PITTSBURGH, PA - SEPTEMBER 16: Andrew Cashner #34 of the San Diego Padres pitches in the first inning against the Pittsburgh Pirates during the game on September 16, 2013 at PNC Park in Pittsburgh, Pennsylvania. (Photo by Justin K. Aller/Getty Images)
The Padres held their first official workout of Spring Training in Peoria, AZ on Valentine's Day. This year especially, it's fitting the pitchers and catchers are the first ones on the field. The MLB playoffs start 228 days from Friday, and the Padres expect to be participating.
For the first time since trading Jake Peavy to the White Sox in 2009, the Padres have some legitimate, potential ace kinds of arms in the starting rotation.
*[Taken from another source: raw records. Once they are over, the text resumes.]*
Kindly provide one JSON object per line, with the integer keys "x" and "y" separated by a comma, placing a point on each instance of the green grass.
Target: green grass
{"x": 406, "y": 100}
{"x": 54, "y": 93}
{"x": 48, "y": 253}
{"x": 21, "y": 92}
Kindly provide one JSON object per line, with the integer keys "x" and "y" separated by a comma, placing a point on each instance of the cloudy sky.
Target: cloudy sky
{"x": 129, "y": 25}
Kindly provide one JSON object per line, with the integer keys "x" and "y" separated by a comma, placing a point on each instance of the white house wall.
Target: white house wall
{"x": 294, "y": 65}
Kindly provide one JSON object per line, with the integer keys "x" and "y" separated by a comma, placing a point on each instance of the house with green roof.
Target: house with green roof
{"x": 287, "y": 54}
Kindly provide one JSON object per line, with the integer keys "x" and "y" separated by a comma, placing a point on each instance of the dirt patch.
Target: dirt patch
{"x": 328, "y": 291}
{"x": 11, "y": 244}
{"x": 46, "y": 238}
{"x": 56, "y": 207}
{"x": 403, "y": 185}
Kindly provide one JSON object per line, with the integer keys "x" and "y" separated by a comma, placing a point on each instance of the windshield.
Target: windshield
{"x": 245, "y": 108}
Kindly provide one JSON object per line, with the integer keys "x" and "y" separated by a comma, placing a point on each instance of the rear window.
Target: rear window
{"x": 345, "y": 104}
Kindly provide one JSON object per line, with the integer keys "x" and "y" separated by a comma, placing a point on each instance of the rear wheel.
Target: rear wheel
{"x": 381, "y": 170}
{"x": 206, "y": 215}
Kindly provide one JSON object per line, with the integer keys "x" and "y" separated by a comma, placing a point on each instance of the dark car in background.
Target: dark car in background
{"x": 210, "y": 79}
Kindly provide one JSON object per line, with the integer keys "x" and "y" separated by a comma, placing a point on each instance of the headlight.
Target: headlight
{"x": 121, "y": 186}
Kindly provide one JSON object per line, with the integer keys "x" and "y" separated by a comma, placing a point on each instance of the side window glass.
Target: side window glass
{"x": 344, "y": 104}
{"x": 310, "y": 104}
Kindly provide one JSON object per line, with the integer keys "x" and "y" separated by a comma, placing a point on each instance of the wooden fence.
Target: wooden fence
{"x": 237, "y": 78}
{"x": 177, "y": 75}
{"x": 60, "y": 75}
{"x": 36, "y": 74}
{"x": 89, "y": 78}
The addition of former ERA champion Josh Johnson in the off-season, as well as last July's trade for former 21-game winning Ian Kennedy, are great. But the guy really generating buzz is Andrew Cashner.
After the 2013 All-Star break, Cashner turned in to a monster. Cash made 11 starts, giving up just 18 earned runs with a WHIP under 1.00 and a 3-to-1 strikeout to walk ratio. And in September, the season's final month, Cashner was nearly unhittable (and not just because of his complete-game, 1-hit shutout in Pittsburgh). In three starts, Andrew held opposing hitters to a .115 average and struck out 21 while only walking one.
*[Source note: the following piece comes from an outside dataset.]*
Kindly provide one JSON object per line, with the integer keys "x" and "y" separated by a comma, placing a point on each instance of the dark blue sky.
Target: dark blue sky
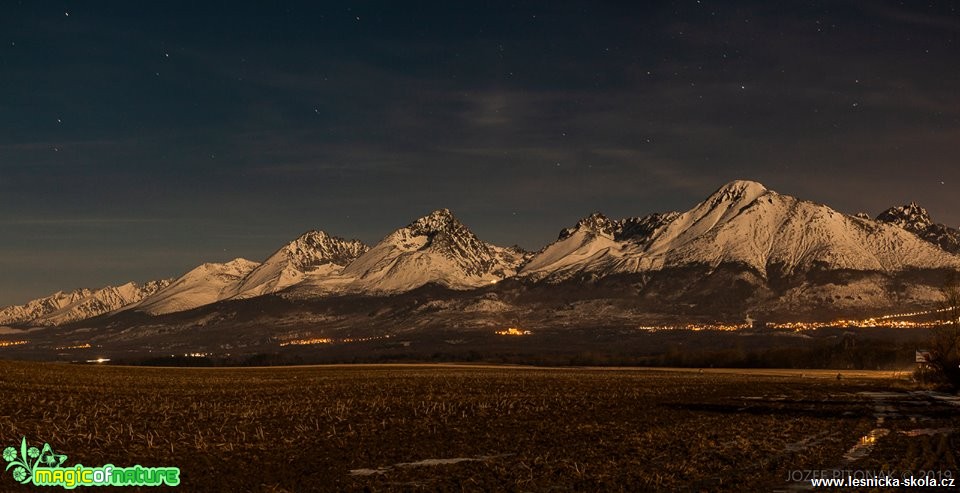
{"x": 138, "y": 140}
He's always had one of the best fastballs in the game. It was the mastery of another pitch that helped Cashner turn the proverbial corner. All the work he put in with Darren Balsley on a slider was rewarded.
"Me and Bals had been working for a couple months on a different grip on a slider," said Cashner. "Just from talking with Tyson (Ross, who already has a devastating slide-piece) and working on it with Bals in the bullpen, making the adjustments to get my fingers on top, I think, is the biggest thing."
Cashner broke camp with the Padres the last two seasons, but as a relief pitcher. This time he's locked in to the rotation, and if he starts 2014 the way he finished 2013, the Padres will have a great chance to avoid another early-season slump.